Alan Titchmarsh said the RHS president was being elitist (Pic: Chris Jackson/Getty) Alan Titchmarsh said the RHS president was being elitist (Pic: Chris Jackson/Getty)

Alan Titchmarsh has struck out against criticism from the president of the Royal Horticultural Society that the BBC is “dumbing down” its gardening coverage, according to The Telegraph.

The newspaper reported that Elizabeth Banks, head of the RHS, accused the BBC of “talking down” to viewers of its Chelsea Flower Show coverage and of Gardeners’ World. In particular, Ms Banks said the BBC was “scared” of using Latin names for plants and that she would be looking again at the RHS’ contract with the corporation.

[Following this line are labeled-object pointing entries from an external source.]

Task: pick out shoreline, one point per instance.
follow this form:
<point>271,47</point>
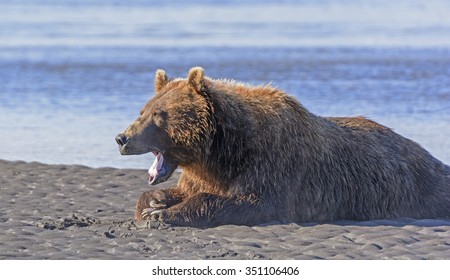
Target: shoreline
<point>78,212</point>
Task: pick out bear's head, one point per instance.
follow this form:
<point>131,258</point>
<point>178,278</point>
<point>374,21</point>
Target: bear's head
<point>176,124</point>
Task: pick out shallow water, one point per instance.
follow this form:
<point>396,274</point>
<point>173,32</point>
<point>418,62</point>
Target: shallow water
<point>74,75</point>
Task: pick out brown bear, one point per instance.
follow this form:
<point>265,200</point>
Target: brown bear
<point>253,154</point>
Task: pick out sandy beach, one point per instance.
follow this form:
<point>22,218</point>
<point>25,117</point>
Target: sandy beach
<point>76,212</point>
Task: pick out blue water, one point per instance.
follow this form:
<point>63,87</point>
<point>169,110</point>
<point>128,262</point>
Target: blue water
<point>73,74</point>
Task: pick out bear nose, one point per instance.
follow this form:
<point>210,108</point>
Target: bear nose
<point>121,139</point>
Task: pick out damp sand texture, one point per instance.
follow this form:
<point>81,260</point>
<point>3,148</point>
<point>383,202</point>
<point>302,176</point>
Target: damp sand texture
<point>76,212</point>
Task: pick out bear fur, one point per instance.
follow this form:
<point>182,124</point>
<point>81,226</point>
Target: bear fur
<point>253,154</point>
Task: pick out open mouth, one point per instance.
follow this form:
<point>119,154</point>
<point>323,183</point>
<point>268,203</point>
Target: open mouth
<point>159,170</point>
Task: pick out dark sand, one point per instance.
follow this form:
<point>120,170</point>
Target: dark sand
<point>76,212</point>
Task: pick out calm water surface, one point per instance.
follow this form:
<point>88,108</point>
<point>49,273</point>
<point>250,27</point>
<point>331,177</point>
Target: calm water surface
<point>74,75</point>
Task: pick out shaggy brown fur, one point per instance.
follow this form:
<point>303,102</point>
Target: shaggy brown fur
<point>252,155</point>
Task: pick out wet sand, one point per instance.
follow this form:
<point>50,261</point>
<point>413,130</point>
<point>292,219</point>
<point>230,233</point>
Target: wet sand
<point>76,212</point>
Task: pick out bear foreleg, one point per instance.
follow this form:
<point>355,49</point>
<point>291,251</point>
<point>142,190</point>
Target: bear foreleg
<point>210,210</point>
<point>150,201</point>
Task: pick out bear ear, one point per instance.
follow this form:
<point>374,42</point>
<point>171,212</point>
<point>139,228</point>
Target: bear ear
<point>160,80</point>
<point>195,79</point>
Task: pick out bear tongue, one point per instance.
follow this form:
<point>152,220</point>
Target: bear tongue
<point>156,167</point>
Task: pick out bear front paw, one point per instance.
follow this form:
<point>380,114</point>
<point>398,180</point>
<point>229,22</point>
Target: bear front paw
<point>154,211</point>
<point>148,202</point>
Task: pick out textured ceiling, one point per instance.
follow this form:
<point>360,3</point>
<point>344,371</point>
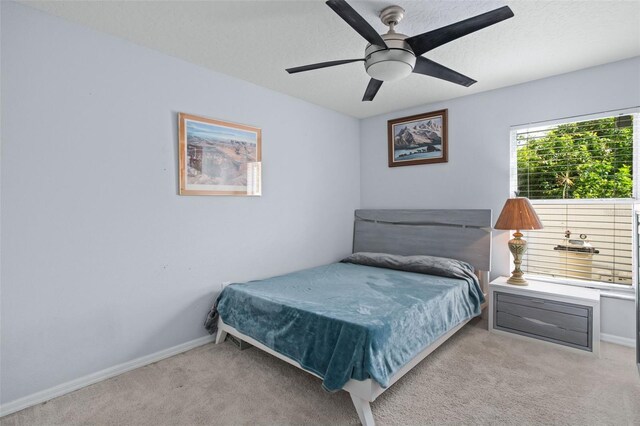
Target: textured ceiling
<point>257,40</point>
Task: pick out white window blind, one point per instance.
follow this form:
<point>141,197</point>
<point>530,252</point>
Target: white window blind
<point>579,177</point>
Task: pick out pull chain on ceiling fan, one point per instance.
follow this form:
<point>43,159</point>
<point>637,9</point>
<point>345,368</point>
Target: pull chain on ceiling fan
<point>393,56</point>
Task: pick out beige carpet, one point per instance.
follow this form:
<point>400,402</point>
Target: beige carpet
<point>474,378</point>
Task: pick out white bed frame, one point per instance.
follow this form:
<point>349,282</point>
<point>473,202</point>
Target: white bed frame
<point>458,234</point>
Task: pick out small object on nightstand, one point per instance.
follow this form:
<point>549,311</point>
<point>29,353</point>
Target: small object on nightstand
<point>556,313</point>
<point>518,214</point>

Mr Titchmarsh accused Ms Banks of “elitism” and defended the BBC in his column in BBC Gardeners’ World magazine by saying: “Recently the ‘dumbing down’ arrow was loaded into the bow of righteous indignation and fired in the direction of Gardeners’ World and the BBC’s Chelsea Flower Show coverage by the president of the RHS. If I tell you that Metasequoia glyptostroboides was discovered in China in 1948, does that make me a better gardener than if I say that the dawn redwood was discovered in the year that Prince Charles was born? Of course not.”

Mr Titchmarsh went on to say that it was the “quality of the information” that mattered, adding that the full Latin names of plants was almost always shown in the form of a caption on TV coverage.

He concluded: “Popularisation and accessibility are what the broadcasting medium is all about.”